I starts to have information back from attendee about the size of data we need, and data CMIP6 data which are missing in google cloud. I was wondering if some data missing are already in some EOSC cloud (if possible in cesnet??)

I am sorry but the requested data is not available at CESNET or C-SCALE.

guillaumeeb commented 1 year ago

Those groups, when they need to compute large scale analysis, we might ask you to extend the cluster for computation.

@guillaumeeb is troubleshooting the elastic kubernetes deployment that will help in this case.

But if we want to go Elastic, we'll need to redeploy the whole cluster, I don't think this is something we can do while users are working on it. It would also mean losing all the stuff stored in their Home dir.
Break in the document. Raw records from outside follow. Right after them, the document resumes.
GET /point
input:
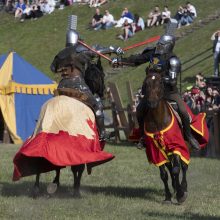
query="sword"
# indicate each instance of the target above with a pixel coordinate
(95, 51)
(150, 40)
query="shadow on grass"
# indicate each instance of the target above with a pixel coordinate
(124, 192)
(64, 191)
(189, 79)
(192, 216)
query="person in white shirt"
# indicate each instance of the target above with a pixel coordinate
(216, 50)
(139, 23)
(48, 6)
(108, 20)
(191, 9)
(166, 14)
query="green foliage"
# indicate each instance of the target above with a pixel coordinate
(125, 188)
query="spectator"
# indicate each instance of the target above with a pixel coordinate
(37, 11)
(185, 18)
(96, 3)
(200, 81)
(48, 6)
(198, 100)
(208, 98)
(27, 13)
(139, 23)
(108, 20)
(165, 16)
(20, 7)
(216, 50)
(97, 20)
(179, 14)
(125, 15)
(154, 17)
(128, 30)
(192, 11)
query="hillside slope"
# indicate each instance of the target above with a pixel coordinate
(38, 41)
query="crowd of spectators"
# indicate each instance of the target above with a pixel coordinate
(202, 97)
(26, 9)
(29, 9)
(131, 23)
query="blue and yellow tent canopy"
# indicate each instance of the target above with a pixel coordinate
(23, 90)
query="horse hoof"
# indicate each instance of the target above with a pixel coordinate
(182, 199)
(52, 188)
(36, 192)
(167, 202)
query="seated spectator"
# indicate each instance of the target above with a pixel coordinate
(216, 51)
(192, 11)
(97, 20)
(19, 8)
(108, 20)
(37, 11)
(27, 13)
(179, 14)
(189, 14)
(128, 30)
(125, 15)
(185, 18)
(9, 6)
(216, 98)
(166, 15)
(139, 23)
(208, 98)
(96, 3)
(200, 81)
(198, 100)
(154, 17)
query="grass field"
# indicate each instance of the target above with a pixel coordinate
(125, 188)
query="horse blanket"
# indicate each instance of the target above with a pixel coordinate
(65, 135)
(169, 141)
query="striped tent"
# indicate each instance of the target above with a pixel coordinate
(23, 90)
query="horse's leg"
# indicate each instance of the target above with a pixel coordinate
(169, 167)
(164, 178)
(36, 188)
(184, 167)
(52, 187)
(77, 173)
(180, 195)
(57, 177)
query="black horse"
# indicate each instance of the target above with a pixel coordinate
(158, 118)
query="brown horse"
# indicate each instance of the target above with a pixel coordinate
(166, 152)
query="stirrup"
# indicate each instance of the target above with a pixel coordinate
(194, 143)
(106, 136)
(141, 144)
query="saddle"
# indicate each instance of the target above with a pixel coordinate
(174, 107)
(74, 93)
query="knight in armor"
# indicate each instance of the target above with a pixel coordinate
(72, 62)
(162, 59)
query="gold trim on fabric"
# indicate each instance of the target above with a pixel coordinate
(35, 89)
(202, 122)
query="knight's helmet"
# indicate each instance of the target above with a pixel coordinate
(71, 35)
(165, 44)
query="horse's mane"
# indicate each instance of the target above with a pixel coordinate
(94, 78)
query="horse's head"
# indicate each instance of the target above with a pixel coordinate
(153, 89)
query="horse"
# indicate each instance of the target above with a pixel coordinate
(65, 135)
(165, 147)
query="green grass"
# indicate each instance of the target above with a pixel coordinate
(125, 188)
(39, 41)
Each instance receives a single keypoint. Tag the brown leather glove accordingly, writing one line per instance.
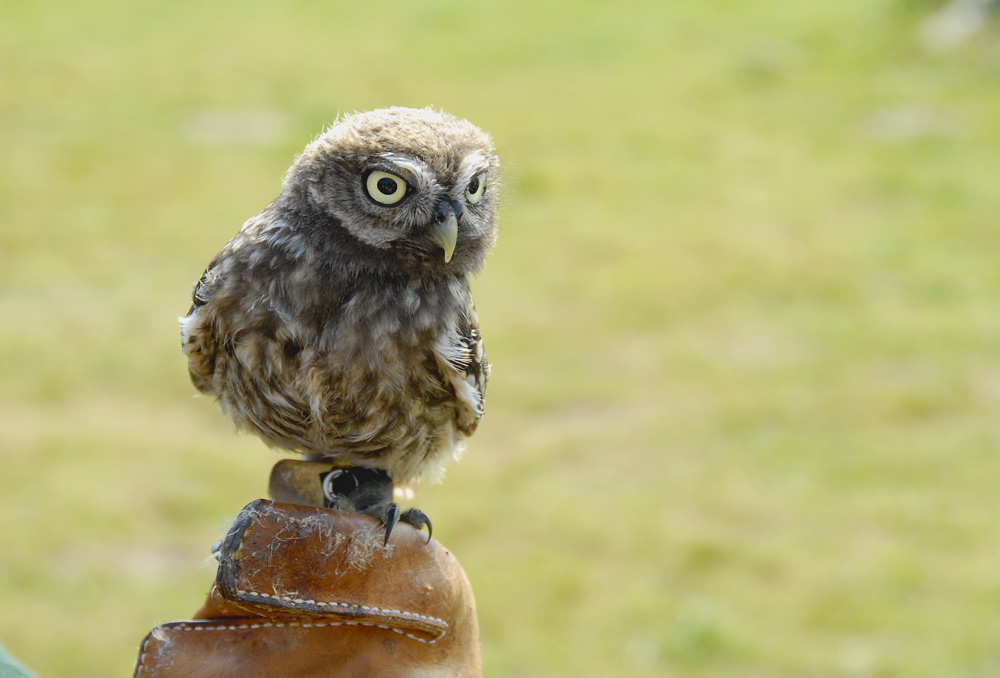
(307, 591)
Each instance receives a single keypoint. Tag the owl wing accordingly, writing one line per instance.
(462, 360)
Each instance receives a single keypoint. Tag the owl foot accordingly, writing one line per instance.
(389, 514)
(369, 491)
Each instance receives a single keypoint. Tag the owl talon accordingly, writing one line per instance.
(389, 518)
(418, 519)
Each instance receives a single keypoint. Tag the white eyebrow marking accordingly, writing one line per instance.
(417, 169)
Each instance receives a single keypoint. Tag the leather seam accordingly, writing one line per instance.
(209, 625)
(366, 608)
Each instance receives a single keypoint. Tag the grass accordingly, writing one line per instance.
(743, 315)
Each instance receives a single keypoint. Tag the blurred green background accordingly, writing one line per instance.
(743, 316)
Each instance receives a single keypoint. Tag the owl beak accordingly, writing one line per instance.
(445, 234)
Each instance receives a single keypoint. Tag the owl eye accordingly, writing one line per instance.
(385, 188)
(474, 193)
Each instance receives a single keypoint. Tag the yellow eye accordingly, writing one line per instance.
(385, 188)
(474, 193)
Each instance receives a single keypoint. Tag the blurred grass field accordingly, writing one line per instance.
(743, 316)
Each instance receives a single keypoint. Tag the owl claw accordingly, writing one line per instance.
(389, 518)
(418, 519)
(370, 492)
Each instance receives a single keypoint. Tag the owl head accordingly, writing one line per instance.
(411, 187)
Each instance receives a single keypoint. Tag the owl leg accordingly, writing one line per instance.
(368, 491)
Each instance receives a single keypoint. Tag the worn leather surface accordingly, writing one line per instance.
(307, 591)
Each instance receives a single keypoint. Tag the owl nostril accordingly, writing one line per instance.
(446, 208)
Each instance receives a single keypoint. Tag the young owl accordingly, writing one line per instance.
(339, 322)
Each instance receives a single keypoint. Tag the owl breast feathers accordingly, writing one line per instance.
(339, 321)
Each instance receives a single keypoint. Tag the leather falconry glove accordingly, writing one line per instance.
(306, 591)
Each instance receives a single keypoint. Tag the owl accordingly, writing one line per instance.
(339, 322)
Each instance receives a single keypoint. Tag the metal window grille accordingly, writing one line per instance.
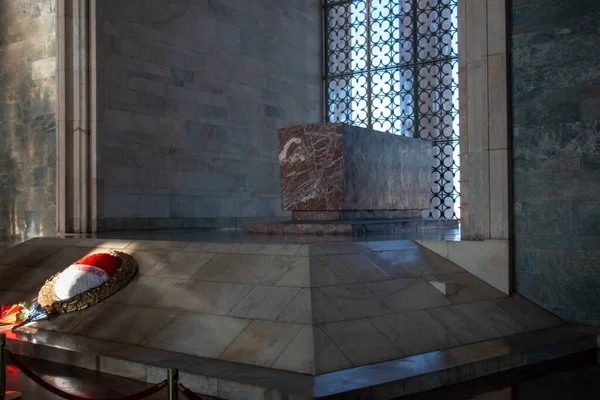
(392, 65)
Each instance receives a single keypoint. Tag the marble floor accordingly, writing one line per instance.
(238, 235)
(574, 378)
(77, 381)
(307, 308)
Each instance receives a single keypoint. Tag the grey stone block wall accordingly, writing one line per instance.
(193, 93)
(556, 151)
(27, 118)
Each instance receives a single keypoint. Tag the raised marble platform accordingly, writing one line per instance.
(307, 310)
(386, 380)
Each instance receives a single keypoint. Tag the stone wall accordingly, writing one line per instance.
(556, 145)
(193, 94)
(27, 117)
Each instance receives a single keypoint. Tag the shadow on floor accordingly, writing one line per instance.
(575, 377)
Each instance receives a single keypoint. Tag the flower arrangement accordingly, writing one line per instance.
(15, 314)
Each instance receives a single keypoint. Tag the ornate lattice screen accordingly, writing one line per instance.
(392, 65)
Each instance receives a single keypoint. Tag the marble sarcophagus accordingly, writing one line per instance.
(333, 175)
(335, 167)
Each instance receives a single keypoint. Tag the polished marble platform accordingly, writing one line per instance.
(386, 380)
(351, 227)
(307, 307)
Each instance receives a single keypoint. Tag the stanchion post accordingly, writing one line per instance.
(2, 366)
(5, 394)
(173, 380)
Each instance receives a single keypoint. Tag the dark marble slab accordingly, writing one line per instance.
(327, 167)
(350, 227)
(377, 381)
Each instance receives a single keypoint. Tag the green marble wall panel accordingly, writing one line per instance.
(27, 117)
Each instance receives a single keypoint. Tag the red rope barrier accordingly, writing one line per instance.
(193, 396)
(138, 396)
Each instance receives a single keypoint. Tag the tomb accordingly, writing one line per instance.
(342, 179)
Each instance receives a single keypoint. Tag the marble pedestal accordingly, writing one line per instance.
(341, 179)
(284, 320)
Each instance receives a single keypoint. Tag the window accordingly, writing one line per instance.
(391, 65)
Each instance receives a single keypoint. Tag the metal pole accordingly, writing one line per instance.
(173, 380)
(2, 366)
(4, 394)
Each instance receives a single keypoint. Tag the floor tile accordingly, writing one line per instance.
(408, 294)
(280, 249)
(299, 355)
(391, 263)
(265, 302)
(320, 275)
(475, 322)
(415, 332)
(528, 313)
(496, 318)
(328, 356)
(469, 287)
(354, 268)
(143, 291)
(165, 245)
(227, 248)
(298, 274)
(299, 310)
(180, 264)
(66, 256)
(204, 297)
(325, 249)
(123, 323)
(355, 301)
(199, 334)
(23, 279)
(104, 243)
(323, 310)
(361, 342)
(28, 256)
(261, 343)
(250, 269)
(390, 245)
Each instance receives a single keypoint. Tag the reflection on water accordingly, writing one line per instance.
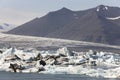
(35, 76)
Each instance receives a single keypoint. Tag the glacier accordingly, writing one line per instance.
(61, 61)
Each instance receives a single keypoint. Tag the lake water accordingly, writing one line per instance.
(35, 76)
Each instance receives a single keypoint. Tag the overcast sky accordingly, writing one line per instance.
(21, 11)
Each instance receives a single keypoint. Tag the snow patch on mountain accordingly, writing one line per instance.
(6, 27)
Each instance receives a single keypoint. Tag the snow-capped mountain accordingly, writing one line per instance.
(100, 24)
(6, 27)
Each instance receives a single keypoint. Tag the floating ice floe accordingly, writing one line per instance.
(61, 61)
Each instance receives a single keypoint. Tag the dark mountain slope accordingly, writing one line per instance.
(94, 25)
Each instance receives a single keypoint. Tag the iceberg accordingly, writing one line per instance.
(91, 63)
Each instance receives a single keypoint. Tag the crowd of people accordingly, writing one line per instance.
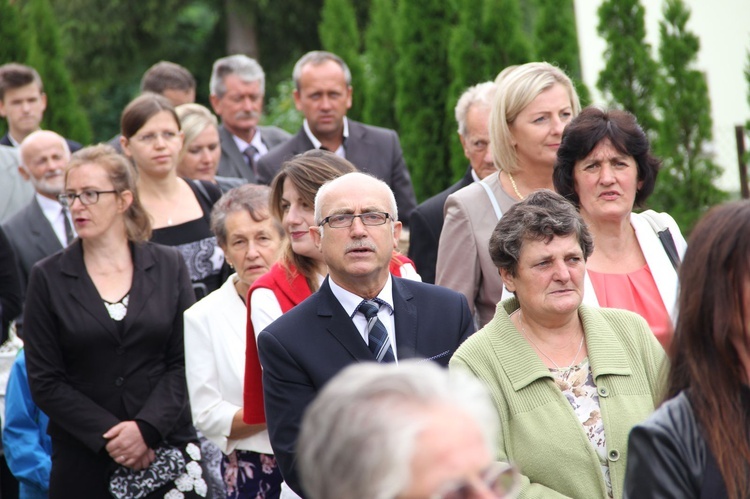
(209, 307)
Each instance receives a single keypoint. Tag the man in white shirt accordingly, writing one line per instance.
(238, 85)
(43, 227)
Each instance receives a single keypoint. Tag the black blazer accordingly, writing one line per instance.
(85, 374)
(72, 144)
(425, 226)
(371, 149)
(308, 345)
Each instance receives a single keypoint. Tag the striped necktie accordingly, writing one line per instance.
(377, 334)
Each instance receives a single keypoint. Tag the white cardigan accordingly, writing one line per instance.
(215, 338)
(658, 262)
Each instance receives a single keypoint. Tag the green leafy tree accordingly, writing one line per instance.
(339, 34)
(64, 114)
(556, 40)
(630, 75)
(685, 187)
(380, 63)
(421, 90)
(481, 44)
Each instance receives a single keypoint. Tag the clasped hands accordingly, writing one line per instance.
(127, 447)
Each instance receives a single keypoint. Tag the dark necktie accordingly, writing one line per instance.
(249, 153)
(69, 234)
(377, 334)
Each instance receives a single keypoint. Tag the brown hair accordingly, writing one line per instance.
(143, 108)
(587, 130)
(122, 176)
(713, 278)
(307, 172)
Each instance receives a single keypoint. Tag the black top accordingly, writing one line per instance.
(197, 244)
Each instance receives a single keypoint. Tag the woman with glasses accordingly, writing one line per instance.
(104, 345)
(180, 209)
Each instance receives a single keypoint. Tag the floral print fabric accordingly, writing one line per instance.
(251, 475)
(577, 385)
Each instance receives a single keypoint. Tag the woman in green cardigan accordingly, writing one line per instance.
(569, 380)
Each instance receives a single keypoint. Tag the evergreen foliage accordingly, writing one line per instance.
(685, 187)
(556, 41)
(630, 74)
(380, 58)
(64, 114)
(339, 34)
(481, 44)
(421, 91)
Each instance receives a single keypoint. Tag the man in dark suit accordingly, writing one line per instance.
(426, 222)
(237, 90)
(40, 228)
(360, 314)
(22, 103)
(323, 94)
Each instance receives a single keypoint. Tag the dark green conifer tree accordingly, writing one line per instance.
(339, 34)
(685, 186)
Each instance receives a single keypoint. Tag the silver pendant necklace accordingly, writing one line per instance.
(563, 369)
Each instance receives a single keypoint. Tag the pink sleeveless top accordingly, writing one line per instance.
(637, 292)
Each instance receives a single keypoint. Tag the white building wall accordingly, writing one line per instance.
(723, 27)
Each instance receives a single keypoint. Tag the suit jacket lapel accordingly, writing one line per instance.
(82, 289)
(340, 325)
(143, 282)
(405, 320)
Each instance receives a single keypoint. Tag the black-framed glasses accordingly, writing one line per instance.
(345, 220)
(87, 197)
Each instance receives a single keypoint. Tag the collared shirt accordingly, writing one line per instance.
(54, 213)
(316, 143)
(256, 142)
(350, 302)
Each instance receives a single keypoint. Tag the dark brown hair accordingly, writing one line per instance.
(307, 172)
(589, 128)
(143, 108)
(713, 279)
(122, 176)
tinaok commented 1 year ago

I am sorry but the requested data is not available at CESNET or C-SCALE.

Thank you @sebastian-luna-valero for checking it. If we want it in EOSC, this means we'll need to do as you suggested;

submit the expression of interest in: https://c-scale.eu/call-for-use-cases/

Would they support downloading and transforming the data set? The best is we use Pangeo-forge, a tool that download and transform it to ARCO format.
( and may be we should make other issue for discussing data set hosting infrastructure...)

tinaok commented 1 year ago

But if we want to go Elastic, we'll need to redeploy the whole cluster, I don't think this is something we can do while users are working on it. It would also mean losing all the stuff stored in their Home dir.

I agree with @guillaumeeb about it.
In case we move to elastic, we need two cluster(actual one and elastic) running at the same time, and I need to tell users to 'push' their code to GitHub, save data to s3, then move to the new cluster ( and probably need to keep the old one with minimum configuration (like limiting Dask Gateway) for a while until users finish migration.

Now it is just a beginning of usage, and until Saturday morning I'm in the bootcamp (bootcamp finishes next week) so it might be easy to move...

From Sunday there will be lots of working session, so cluster will be more active.

sebastian-luna-valero commented 1 year ago

Would they support downloading and transforming the data set? The best is we use Pangeo-forge, a tool that download and transform it to ARCO format. ( and may be we should make other issue for discussing data set hosting infrastructure...)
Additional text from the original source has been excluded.